Coresets for Classification -- Simplified and Strengthened
This work provides a more efficient method for data reduction in machine learning, benefiting researchers and practitioners dealing with large datasets, though it is incremental as it builds on prior coreset techniques.
The paper tackles the problem of efficiently training linear classifiers by constructing coresets that achieve (1±ε) relative error for a broad class of loss functions, including logistic and hinge loss, using Õ(d·μ_y(X)²/ε²) points, which significantly improves existing theoretical bounds and outperforms uniform subsampling in practice.

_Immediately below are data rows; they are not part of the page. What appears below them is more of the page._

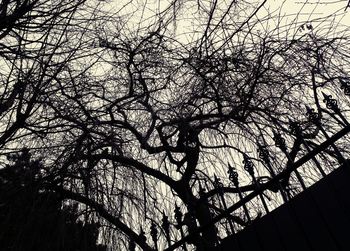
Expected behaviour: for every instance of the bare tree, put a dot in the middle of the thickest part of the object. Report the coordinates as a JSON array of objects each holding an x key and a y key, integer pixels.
[{"x": 146, "y": 119}]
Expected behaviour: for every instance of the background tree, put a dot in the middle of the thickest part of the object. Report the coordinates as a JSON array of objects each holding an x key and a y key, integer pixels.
[
  {"x": 141, "y": 123},
  {"x": 35, "y": 219}
]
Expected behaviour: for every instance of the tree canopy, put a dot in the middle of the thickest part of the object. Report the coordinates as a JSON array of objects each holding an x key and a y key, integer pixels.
[{"x": 138, "y": 110}]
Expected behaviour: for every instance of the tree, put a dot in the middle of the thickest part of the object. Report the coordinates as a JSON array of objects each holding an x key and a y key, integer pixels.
[
  {"x": 35, "y": 219},
  {"x": 144, "y": 125}
]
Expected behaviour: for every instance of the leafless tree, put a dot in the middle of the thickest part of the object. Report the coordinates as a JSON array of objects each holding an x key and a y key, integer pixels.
[{"x": 136, "y": 119}]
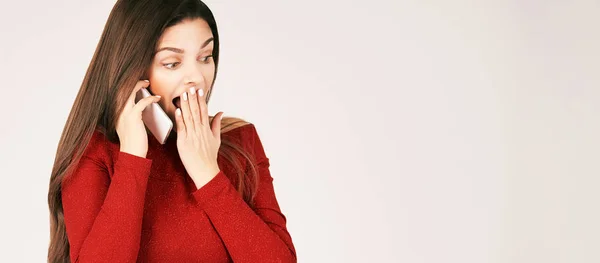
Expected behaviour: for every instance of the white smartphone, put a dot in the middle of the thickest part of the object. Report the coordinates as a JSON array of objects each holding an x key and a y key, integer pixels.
[{"x": 155, "y": 118}]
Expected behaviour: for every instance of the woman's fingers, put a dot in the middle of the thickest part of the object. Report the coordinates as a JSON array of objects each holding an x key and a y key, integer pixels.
[
  {"x": 203, "y": 107},
  {"x": 186, "y": 112},
  {"x": 181, "y": 130},
  {"x": 215, "y": 126},
  {"x": 138, "y": 86},
  {"x": 195, "y": 109},
  {"x": 143, "y": 103}
]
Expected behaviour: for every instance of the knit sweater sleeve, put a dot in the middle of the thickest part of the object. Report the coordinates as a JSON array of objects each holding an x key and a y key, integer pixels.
[
  {"x": 250, "y": 235},
  {"x": 103, "y": 212}
]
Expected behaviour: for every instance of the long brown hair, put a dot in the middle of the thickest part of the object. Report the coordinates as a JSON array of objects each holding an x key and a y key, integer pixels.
[{"x": 122, "y": 57}]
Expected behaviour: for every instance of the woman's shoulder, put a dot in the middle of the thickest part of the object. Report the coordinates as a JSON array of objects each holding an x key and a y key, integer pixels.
[
  {"x": 99, "y": 146},
  {"x": 243, "y": 133}
]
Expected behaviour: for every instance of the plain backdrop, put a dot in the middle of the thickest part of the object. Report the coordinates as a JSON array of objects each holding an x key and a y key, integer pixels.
[{"x": 399, "y": 131}]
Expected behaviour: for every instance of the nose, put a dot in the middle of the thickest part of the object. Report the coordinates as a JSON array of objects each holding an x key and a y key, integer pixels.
[{"x": 193, "y": 77}]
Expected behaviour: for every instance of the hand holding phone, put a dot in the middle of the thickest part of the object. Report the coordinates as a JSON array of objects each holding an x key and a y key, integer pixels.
[{"x": 155, "y": 118}]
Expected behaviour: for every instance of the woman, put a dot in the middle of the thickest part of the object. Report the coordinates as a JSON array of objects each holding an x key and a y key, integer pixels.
[{"x": 118, "y": 195}]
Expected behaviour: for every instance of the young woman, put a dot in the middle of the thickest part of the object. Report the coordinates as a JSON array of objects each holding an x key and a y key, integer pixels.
[{"x": 117, "y": 195}]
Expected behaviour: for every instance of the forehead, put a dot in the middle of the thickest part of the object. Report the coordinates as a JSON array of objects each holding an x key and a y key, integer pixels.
[{"x": 193, "y": 32}]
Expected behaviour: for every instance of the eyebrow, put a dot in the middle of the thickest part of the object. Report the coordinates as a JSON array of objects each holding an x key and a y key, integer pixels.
[{"x": 181, "y": 51}]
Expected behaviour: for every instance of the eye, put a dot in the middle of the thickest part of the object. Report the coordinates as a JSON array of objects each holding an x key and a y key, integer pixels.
[
  {"x": 206, "y": 59},
  {"x": 171, "y": 65}
]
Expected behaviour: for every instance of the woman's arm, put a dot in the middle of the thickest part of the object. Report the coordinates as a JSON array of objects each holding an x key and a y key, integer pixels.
[
  {"x": 258, "y": 235},
  {"x": 103, "y": 215}
]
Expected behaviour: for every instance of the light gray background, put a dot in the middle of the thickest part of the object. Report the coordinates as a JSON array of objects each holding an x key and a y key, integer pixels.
[{"x": 399, "y": 131}]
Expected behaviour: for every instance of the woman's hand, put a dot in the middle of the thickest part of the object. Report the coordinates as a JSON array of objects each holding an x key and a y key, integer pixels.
[
  {"x": 133, "y": 138},
  {"x": 198, "y": 141}
]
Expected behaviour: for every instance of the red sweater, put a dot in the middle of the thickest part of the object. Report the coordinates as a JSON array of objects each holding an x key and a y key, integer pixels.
[{"x": 120, "y": 207}]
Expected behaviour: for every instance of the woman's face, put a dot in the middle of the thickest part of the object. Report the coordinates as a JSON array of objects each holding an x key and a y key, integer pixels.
[{"x": 182, "y": 60}]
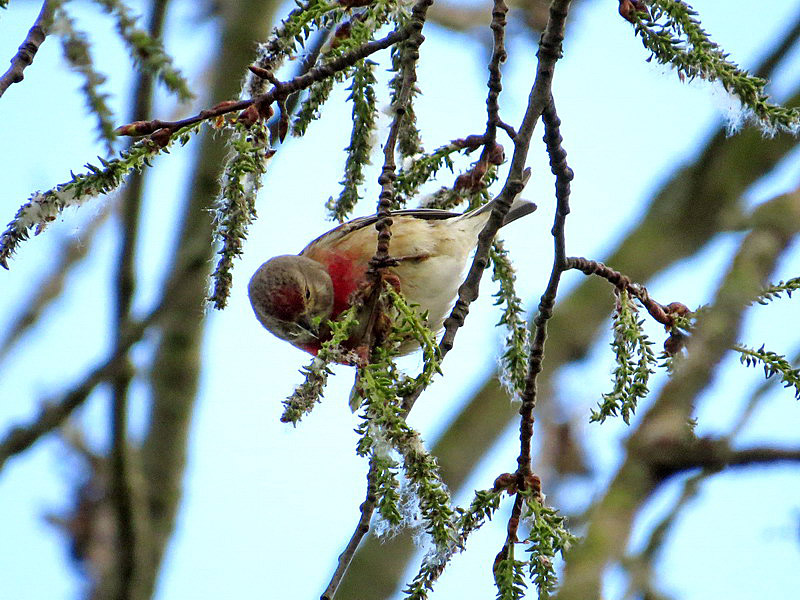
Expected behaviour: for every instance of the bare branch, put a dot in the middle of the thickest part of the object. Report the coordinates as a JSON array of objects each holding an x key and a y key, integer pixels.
[
  {"x": 28, "y": 49},
  {"x": 346, "y": 557},
  {"x": 52, "y": 415}
]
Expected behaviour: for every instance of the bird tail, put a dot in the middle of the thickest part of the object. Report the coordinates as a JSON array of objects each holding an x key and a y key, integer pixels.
[{"x": 519, "y": 207}]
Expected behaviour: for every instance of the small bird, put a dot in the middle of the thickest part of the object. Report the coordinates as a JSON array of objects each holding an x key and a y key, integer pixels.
[{"x": 293, "y": 296}]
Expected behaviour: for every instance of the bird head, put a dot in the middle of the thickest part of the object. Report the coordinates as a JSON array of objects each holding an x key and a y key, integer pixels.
[{"x": 292, "y": 296}]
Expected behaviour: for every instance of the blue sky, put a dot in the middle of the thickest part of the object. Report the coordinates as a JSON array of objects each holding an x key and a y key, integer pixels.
[{"x": 248, "y": 528}]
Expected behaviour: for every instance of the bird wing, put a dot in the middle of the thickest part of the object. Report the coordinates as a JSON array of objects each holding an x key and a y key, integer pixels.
[{"x": 334, "y": 235}]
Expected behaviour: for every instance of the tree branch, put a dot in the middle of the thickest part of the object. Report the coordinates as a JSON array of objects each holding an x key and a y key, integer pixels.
[
  {"x": 51, "y": 416},
  {"x": 346, "y": 557},
  {"x": 28, "y": 49},
  {"x": 665, "y": 424}
]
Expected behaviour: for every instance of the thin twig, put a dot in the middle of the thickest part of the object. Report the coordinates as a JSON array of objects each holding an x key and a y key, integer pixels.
[
  {"x": 381, "y": 260},
  {"x": 52, "y": 415},
  {"x": 45, "y": 291},
  {"x": 549, "y": 53},
  {"x": 563, "y": 173},
  {"x": 659, "y": 312},
  {"x": 277, "y": 92},
  {"x": 346, "y": 557},
  {"x": 28, "y": 49}
]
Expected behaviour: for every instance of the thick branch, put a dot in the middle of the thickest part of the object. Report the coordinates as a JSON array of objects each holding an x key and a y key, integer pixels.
[
  {"x": 666, "y": 423},
  {"x": 127, "y": 497},
  {"x": 21, "y": 438}
]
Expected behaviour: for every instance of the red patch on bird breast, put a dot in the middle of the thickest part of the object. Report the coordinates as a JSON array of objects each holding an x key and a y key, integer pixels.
[
  {"x": 346, "y": 274},
  {"x": 285, "y": 303}
]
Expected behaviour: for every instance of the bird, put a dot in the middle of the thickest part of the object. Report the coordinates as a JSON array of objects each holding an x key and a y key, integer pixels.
[{"x": 294, "y": 296}]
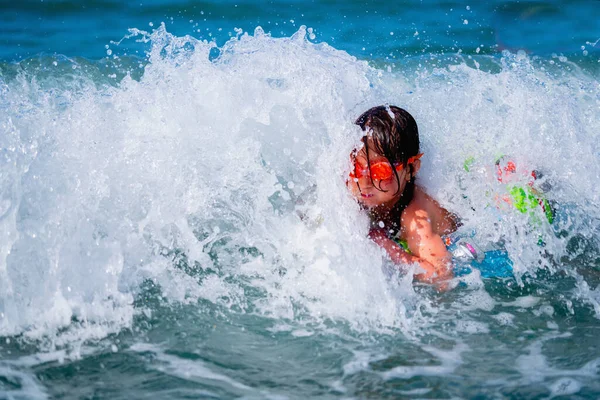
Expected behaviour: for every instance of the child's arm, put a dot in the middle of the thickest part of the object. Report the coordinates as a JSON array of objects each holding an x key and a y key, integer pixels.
[
  {"x": 426, "y": 245},
  {"x": 393, "y": 249}
]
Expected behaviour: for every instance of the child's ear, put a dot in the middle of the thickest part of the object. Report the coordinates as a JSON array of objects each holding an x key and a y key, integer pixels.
[{"x": 414, "y": 168}]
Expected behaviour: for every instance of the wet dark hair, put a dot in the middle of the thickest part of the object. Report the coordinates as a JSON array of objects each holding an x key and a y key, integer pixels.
[{"x": 395, "y": 136}]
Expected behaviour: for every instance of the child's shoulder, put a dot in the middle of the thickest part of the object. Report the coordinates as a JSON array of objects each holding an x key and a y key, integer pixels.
[{"x": 425, "y": 210}]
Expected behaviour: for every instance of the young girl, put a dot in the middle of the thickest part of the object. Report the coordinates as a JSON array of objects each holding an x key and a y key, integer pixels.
[{"x": 383, "y": 182}]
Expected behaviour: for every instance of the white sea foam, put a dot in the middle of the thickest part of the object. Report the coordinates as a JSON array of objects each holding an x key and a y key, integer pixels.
[{"x": 193, "y": 178}]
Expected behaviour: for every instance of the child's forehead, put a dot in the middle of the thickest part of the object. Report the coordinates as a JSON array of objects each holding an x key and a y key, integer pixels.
[{"x": 361, "y": 149}]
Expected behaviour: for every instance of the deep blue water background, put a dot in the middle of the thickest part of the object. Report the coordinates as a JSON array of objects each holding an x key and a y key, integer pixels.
[{"x": 366, "y": 29}]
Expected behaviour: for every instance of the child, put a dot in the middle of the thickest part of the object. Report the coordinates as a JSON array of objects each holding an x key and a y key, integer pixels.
[{"x": 383, "y": 182}]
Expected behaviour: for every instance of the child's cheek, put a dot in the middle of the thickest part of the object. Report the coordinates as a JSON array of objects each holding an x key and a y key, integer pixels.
[{"x": 389, "y": 184}]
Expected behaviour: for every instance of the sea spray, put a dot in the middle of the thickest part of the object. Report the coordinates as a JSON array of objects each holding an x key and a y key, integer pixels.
[{"x": 194, "y": 182}]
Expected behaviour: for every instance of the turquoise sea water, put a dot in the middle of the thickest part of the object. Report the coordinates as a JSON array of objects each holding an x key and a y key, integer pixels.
[{"x": 156, "y": 157}]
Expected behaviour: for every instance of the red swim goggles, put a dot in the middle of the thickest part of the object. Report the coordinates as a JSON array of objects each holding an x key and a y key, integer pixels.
[{"x": 380, "y": 170}]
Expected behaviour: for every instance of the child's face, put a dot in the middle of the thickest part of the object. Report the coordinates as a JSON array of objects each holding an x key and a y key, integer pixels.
[{"x": 375, "y": 192}]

We give relative error coresets for training linear classifiers with a broad class of loss functions, including the logistic loss and hinge loss. Our construction achieves $(1\pm ε)$ relative error with $\tilde O(d \cdot μ_y(X)^2/ε^2)$ points, where $μ_y(X)$ is a natural complexity measure of the data matrix $X \in \mathbb{R}^{n \times d}$ and label vector $y \in \{-1,1\}^n$, introduced in by Munteanu et al. 2018. Our result is based on subsampling data points with probabilities proportional to their $\ell_1$ $Lewis$ $weights$. It significantly improves on existing theoretical bounds and performs well in practice, outperforming uniform subsampling along with other importance sampling methods. Our sampling distribution does not depend on the labels, so can be used for active learning. It also does not depend on the specific loss function, so a single coreset can be used in multiple training scenarios.